Likewise, “anything that has been packaged in plastic is going to have plastic in it,” says Mason. And it’s almost impossible to eat a meal without ingesting particulate matter. “There’s plastic in the air,” says Mason, which can potentially settle on everything it comes in contact with.

How much plastic are we ingesting?

Some scientists have estimated the average person might eat 5 grams of microplastics in a week—about the weight of a credit card. Another study breaks that down to up to 52,000 particles annually from various food sources. These figures, which only take into account microplastic particles, are likely underestimated, says Phoebe Stapleton, PhD, an assistant professor of pharmacology and toxicology at Rutgers University. “Nano-sized plastic particles are significantly harder to identify, and thereby quantify,” so they’re often unaccounted for, she says.

All this dietary plastic is showing up in our bodies. Research on human poop found 20 bits of microplastic in every 10 grams of “excreta” when testing eight international “samples.” In a study on pregnant rats, Stapleton and her team discovered that plastic nanoparticles inhaled by mothers were translocated to the fetus and placenta within 24 hours of exposure. And microplastics have also been discovered in human lung, liver, spleen, and kidney tissue.
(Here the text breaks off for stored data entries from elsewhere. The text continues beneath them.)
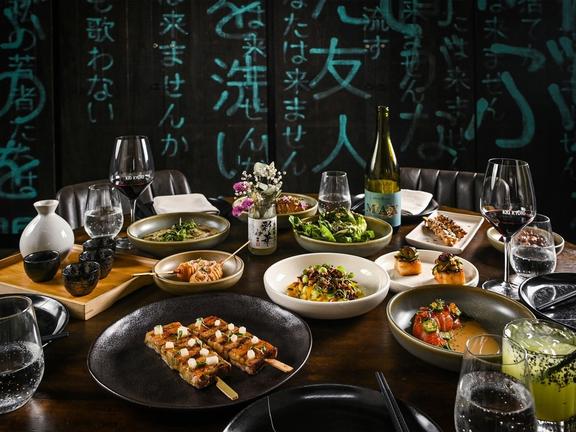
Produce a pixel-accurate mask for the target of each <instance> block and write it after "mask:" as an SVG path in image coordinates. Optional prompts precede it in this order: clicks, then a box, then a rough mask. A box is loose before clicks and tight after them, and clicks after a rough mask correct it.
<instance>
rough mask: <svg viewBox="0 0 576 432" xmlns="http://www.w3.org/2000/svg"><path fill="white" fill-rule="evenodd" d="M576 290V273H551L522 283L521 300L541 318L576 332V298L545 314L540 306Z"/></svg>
mask: <svg viewBox="0 0 576 432" xmlns="http://www.w3.org/2000/svg"><path fill="white" fill-rule="evenodd" d="M575 289H576V273H551V274H548V275H543V276H536V277H533V278H530V279H527V280H525V281H524V282H522V284H521V285H520V288H519V294H520V299H521V300H522V302H523V303H524V304H525V305H526V306H528V308H529V309H530V310H532V312H533V313H534V315H536V316H537V317H539V318H545V319H549V320H551V321H556V322H558V323H560V324H562V325H565V326H567V327H570V328H572V329H574V330H576V298H572V299H571V300H568V301H566V302H565V303H562V304H559V305H557V306H554V307H552V308H550V309H547V310H545V311H543V312H540V311H539V310H538V306H539V305H541V304H544V303H545V302H547V301H550V300H554V299H555V298H557V297H560V296H561V295H563V294H567V293H568V292H570V291H574V290H575Z"/></svg>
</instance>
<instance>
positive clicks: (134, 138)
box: [110, 135, 154, 249]
mask: <svg viewBox="0 0 576 432" xmlns="http://www.w3.org/2000/svg"><path fill="white" fill-rule="evenodd" d="M153 179H154V161H153V159H152V151H151V150H150V143H149V142H148V138H147V137H145V136H142V135H128V136H121V137H118V138H116V144H115V145H114V152H113V153H112V159H111V161H110V182H111V183H112V184H113V185H114V186H116V188H118V190H119V191H120V192H122V193H123V194H124V195H125V196H126V197H127V198H128V199H129V200H130V223H132V222H134V221H135V220H136V217H135V214H136V199H137V198H138V197H139V196H140V194H141V193H142V192H143V191H144V189H146V187H147V186H148V185H149V184H150V183H152V180H153ZM117 247H119V248H124V249H129V248H130V247H131V245H130V242H129V240H128V239H126V238H125V239H121V240H120V241H119V242H118V243H117Z"/></svg>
How does plastic accumulate in and travel through human and animal flesh? “We aren’t sure yet,” says Stapleton.

What risks does this pose to human health?
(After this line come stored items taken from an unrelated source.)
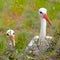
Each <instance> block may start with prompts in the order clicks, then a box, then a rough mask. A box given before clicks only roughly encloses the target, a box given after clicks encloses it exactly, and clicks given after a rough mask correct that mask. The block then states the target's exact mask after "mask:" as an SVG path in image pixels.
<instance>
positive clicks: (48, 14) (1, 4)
mask: <svg viewBox="0 0 60 60" xmlns="http://www.w3.org/2000/svg"><path fill="white" fill-rule="evenodd" d="M41 7H45V8H46V9H47V10H48V15H49V18H50V19H51V21H52V23H53V26H52V27H49V25H48V26H47V34H49V35H52V36H53V37H54V40H53V42H54V43H57V46H56V45H55V46H54V47H56V48H54V50H52V51H48V52H47V54H48V55H49V54H50V55H54V53H55V50H57V49H58V48H59V44H58V42H60V41H59V40H60V37H59V36H60V3H59V2H58V1H57V2H56V1H55V0H53V1H50V0H31V1H30V0H10V1H8V0H0V31H2V33H1V34H0V55H1V54H2V53H3V52H4V51H5V48H6V44H7V37H6V31H7V30H8V29H14V30H15V33H16V38H15V39H16V49H17V50H18V51H19V53H21V52H23V51H24V48H25V47H26V46H27V45H28V43H29V41H30V40H31V39H32V38H33V36H35V35H36V34H39V32H40V20H39V15H38V9H39V8H41ZM50 32H51V33H50ZM49 57H50V56H49Z"/></svg>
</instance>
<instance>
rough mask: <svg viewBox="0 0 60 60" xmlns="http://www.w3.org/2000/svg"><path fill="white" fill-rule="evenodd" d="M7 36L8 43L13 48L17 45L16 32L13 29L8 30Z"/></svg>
mask: <svg viewBox="0 0 60 60" xmlns="http://www.w3.org/2000/svg"><path fill="white" fill-rule="evenodd" d="M6 34H7V37H8V38H9V40H8V44H9V46H10V48H11V49H13V48H14V47H15V32H14V31H13V30H12V29H9V30H7V32H6Z"/></svg>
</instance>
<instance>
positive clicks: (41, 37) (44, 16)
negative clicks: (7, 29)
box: [7, 8, 52, 47]
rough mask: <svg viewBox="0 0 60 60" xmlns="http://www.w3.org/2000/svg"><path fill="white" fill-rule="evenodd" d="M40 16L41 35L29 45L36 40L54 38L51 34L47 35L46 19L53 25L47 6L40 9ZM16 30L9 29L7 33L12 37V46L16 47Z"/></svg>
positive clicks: (33, 42) (31, 40) (34, 39)
mask: <svg viewBox="0 0 60 60" xmlns="http://www.w3.org/2000/svg"><path fill="white" fill-rule="evenodd" d="M39 16H40V24H41V28H40V35H39V36H35V37H34V38H33V39H32V40H31V41H30V43H29V44H28V46H32V44H33V43H34V40H38V39H41V40H43V41H44V40H46V39H52V37H51V36H46V24H47V23H46V21H47V22H48V23H49V24H50V25H52V23H51V21H50V19H49V18H48V15H47V9H46V8H40V9H39ZM14 33H15V32H14V31H13V30H8V31H7V35H8V36H9V39H10V43H9V45H10V46H13V47H15V35H14Z"/></svg>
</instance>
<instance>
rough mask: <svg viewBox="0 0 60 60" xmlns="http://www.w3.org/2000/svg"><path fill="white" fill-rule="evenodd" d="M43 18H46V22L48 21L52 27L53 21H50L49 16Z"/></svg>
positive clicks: (46, 16)
mask: <svg viewBox="0 0 60 60" xmlns="http://www.w3.org/2000/svg"><path fill="white" fill-rule="evenodd" d="M43 18H45V19H46V21H48V23H49V24H50V25H52V23H51V21H50V19H49V17H48V15H47V14H44V15H43Z"/></svg>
While it’s still not totally clear how these particles are affecting human health, Mason says this much plastic exposure is probably not good. “I think it’s fairly safe to say that your body doesn’t know what to do with it,” she says. “It’s going to treat it as a foreign substance in some way, shape, or form, and so that could lead to a whole suite of different outcomes.”

Various studies back this up. Inhaling airborne microplastic fibers has been shown to cause respiratory inflammation in some people. Research on fish who ingested microplastics found evidence of neurotoxicity (chemical- or substance-induced alterations to the nervous system) and oxidative damage (cell and tissue damage caused by an imbalance of free radicals and antioxidants in the body). A 2020 study on male mice also discovered that ingesting microplastics can affect reproduction. And microplastics are known to contain endocrine-disrupting chemicals, which can interfere with the body’s hormones and potentially lead to brain, immune, and other health problems.

Microplastics have also been identified as toxicological vectors. This means the particles “can adsorb additional chemicals on their surfaces before coming in contact with a human cell,” says Stapleton. Various organic materials and heavy metals collected in the life of a microplastic can “increase its toxicity” to the humans and animals which might ingest it.

How can I eat less plastic?

Though microplastic is now omnipresent in our food system, Mason says there are still some ways we can limit exposure. Start by trying to avoid foods packaged in plastic, she says. Reusable totes and produce bags can replace plastic options at the supermarket. Grocery staples like peanut butter and yogurt typically have plastic-free alternatives, albeit pricier ones. Go loose leaf instead of using tea bags. Also, ditch bottled water, our largest source of dietary microplastic, and bring your own water bottle whenever possible. (This advice depends on access to safe drinking water, something millions of Americans aren’t guaranteed.)

Then, bit by bit, try to eliminate household plastics, like shampoo bottles and bubble wrap. Every piece of microplastic that settles on our meals, contaminates our water, or lodges itself inside our apples “ultimately came from people,” Mason says. “And so if we’re cutting down our general usage of it, that impacts everything.”